To overcome the dilemma of making a replica of a human rather than providing digital immortality, some futurists advocate another way. They propose that, rather than scanning and uploading a person’s mind to a computer, it might be possible to gradually convert a person’s brain, neuron by neuron, to a non-biological substrate. This is typically referred to as “cyborgs” rather than “uploading” and is an even more complex technological endeavor than scanning and simulating. In addition, it’s questionable whether progressive replacement genuinely addresses the identification issue, so I’d call this option iffy at best.
And yet, despite all this, mind uploading is hardly the certain route to immortality portrayed in fiction. It’s probably a method to make a copy that responds the same way you would if you woke up one day to the news that your spouse wasn’t really your husband, your children weren’t really your children, and your work wasn’t really your job.
Is it something you’d like someone else to do to a replica of yourself?
That is really unethical in my opinion. Because it’s so immoral, I published a visual warning book about it over a decade ago called UPGRADE. The events of the novel occur in the near future when people spend their whole waking hours online.
What the people of this planet don’t know is that an artificial intelligence system is constantly monitoring their every move in the metaverse and creating a behavioral digital model of their thoughts (no scanning required). Once the profiles are done, the fictitious AI persuades individuals to “upgrade themselves” by committing themselves and letting their digital duplicates take over their lives.
It was with irony in mind that I authored the book over a decade ago. However, there is a new area of study that is moving in this exact direction right now. A growing sector of the economy, euphemistically dubbed the “digital afterlife business,” seeks to “digitize” deceased loved ones so that their surviving family members may continue to communicate with them even after death. Even more, start-ups are interested in creating a profile of your metaverse activities so you may “live eternally” in their digital product. Even Amazon has entered the market, showing off how Alexa can recreate your grandmother’s voice so you can finally hear her again.

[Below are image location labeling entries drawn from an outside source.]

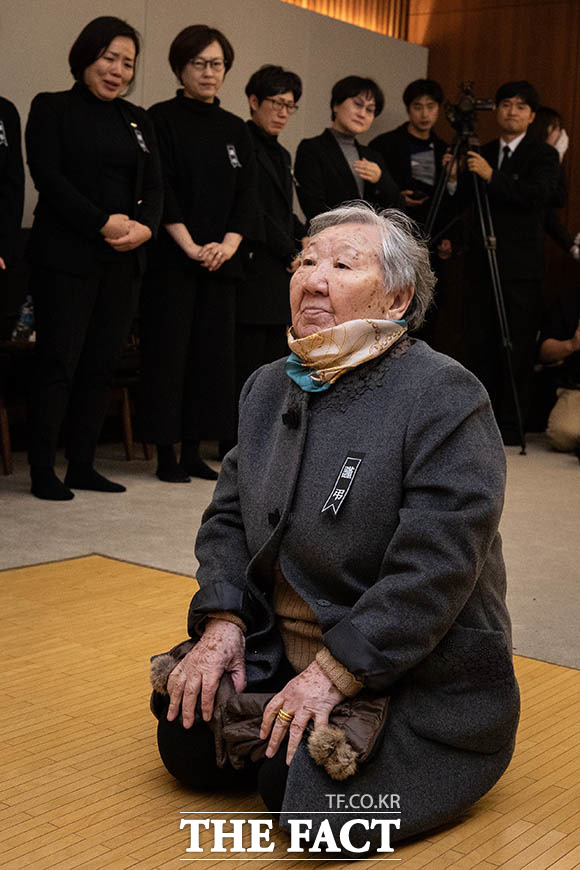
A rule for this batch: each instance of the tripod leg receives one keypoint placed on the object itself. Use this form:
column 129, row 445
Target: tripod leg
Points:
column 489, row 241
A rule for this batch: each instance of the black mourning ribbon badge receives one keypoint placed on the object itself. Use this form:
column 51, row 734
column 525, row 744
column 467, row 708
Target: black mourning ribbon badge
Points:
column 341, row 488
column 139, row 137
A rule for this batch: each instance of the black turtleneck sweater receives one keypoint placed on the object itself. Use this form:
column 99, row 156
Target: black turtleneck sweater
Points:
column 87, row 162
column 208, row 169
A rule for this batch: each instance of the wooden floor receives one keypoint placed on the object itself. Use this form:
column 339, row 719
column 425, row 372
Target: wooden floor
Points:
column 81, row 784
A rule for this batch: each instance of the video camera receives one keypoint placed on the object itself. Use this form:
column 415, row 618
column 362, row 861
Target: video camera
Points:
column 461, row 115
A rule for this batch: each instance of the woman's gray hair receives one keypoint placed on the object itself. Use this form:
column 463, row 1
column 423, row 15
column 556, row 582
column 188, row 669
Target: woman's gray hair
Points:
column 404, row 252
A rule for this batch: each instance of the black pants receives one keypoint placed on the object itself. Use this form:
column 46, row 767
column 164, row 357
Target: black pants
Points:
column 188, row 355
column 189, row 754
column 82, row 323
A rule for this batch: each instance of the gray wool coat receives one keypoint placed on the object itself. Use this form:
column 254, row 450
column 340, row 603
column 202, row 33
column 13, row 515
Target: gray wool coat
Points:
column 403, row 568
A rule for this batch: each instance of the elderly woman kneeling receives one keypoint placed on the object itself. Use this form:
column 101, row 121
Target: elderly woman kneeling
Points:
column 350, row 563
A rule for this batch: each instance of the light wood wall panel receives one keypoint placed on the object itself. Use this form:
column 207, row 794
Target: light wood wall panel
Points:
column 382, row 16
column 492, row 41
column 35, row 38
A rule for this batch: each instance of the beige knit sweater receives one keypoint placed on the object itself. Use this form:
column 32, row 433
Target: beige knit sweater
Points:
column 301, row 635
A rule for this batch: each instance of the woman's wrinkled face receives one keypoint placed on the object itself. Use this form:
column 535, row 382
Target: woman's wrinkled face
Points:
column 340, row 278
column 203, row 75
column 112, row 72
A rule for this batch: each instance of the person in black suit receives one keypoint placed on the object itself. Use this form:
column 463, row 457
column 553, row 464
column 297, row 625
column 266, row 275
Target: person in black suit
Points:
column 11, row 180
column 263, row 311
column 334, row 167
column 189, row 294
column 547, row 127
column 94, row 161
column 412, row 152
column 522, row 176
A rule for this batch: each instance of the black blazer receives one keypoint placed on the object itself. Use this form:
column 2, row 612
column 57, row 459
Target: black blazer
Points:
column 394, row 149
column 264, row 298
column 65, row 164
column 325, row 179
column 518, row 199
column 11, row 178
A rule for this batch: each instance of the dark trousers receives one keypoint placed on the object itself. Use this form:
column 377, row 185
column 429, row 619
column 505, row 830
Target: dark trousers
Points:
column 188, row 356
column 82, row 323
column 189, row 754
column 486, row 356
column 257, row 345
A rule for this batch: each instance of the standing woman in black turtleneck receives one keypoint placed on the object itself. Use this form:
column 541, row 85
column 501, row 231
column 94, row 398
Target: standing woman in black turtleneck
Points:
column 188, row 312
column 334, row 167
column 94, row 161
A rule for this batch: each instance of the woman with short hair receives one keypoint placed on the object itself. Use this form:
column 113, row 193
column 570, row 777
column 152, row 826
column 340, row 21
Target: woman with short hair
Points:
column 93, row 159
column 350, row 562
column 188, row 314
column 334, row 167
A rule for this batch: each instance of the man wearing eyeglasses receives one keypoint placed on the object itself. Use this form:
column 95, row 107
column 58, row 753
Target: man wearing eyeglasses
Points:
column 263, row 306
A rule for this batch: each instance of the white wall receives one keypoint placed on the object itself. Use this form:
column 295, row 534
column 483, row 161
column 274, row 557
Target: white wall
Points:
column 36, row 35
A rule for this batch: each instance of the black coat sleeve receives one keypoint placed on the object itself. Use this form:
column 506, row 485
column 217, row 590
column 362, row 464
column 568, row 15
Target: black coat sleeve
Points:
column 309, row 172
column 172, row 210
column 385, row 192
column 557, row 231
column 150, row 208
column 532, row 189
column 45, row 160
column 11, row 179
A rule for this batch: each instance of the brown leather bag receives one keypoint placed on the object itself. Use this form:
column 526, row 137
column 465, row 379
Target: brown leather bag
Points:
column 355, row 725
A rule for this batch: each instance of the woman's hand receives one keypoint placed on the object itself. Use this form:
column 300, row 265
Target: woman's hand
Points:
column 221, row 648
column 310, row 695
column 478, row 164
column 135, row 236
column 116, row 227
column 215, row 254
column 445, row 161
column 368, row 170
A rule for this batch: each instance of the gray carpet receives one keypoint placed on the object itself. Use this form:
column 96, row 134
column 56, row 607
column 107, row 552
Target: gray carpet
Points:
column 154, row 524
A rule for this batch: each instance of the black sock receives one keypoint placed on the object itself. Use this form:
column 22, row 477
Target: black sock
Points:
column 45, row 484
column 82, row 475
column 192, row 462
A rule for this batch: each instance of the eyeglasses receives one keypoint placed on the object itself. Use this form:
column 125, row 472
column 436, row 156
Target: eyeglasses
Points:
column 282, row 105
column 199, row 65
column 368, row 108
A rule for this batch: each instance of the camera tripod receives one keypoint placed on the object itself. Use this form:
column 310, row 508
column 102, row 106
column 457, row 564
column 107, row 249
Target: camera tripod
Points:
column 466, row 140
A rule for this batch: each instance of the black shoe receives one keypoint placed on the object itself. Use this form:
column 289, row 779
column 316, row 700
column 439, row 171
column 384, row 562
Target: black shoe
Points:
column 198, row 468
column 82, row 475
column 225, row 447
column 510, row 438
column 45, row 484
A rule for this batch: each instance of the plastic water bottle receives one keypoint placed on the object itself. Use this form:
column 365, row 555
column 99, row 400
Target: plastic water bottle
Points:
column 24, row 329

How long until a business starts promoting the cost-saving advantages of terminating your life early and letting your digital substitute to continue living? I worry that it is really a question of time. My only hope is that entrepreneurs would tell the world the truth about mind uploading — that it is not a road to immortality.
At least, contrary to what many people believe.
Louis Rosenberg, Ph.D., is a pioneer in the disciplines of virtual reality, augmented reality, and artificial intelligence. He obtained a Ph.D. from Stanford University, was granted more than 300 patents, and started a number of successful businesses. Rosenberg started his career at the Air Force Research Laboratory, where he created the first fully working augmented reality system that combined the real and virtual worlds. Rosenberg is the current chief executive officer of Unanimous AI, the chief scientist of the Responsible Metaverse Alliance, and the worldwide technological adviser to the XR Safety Initiative (XRSI).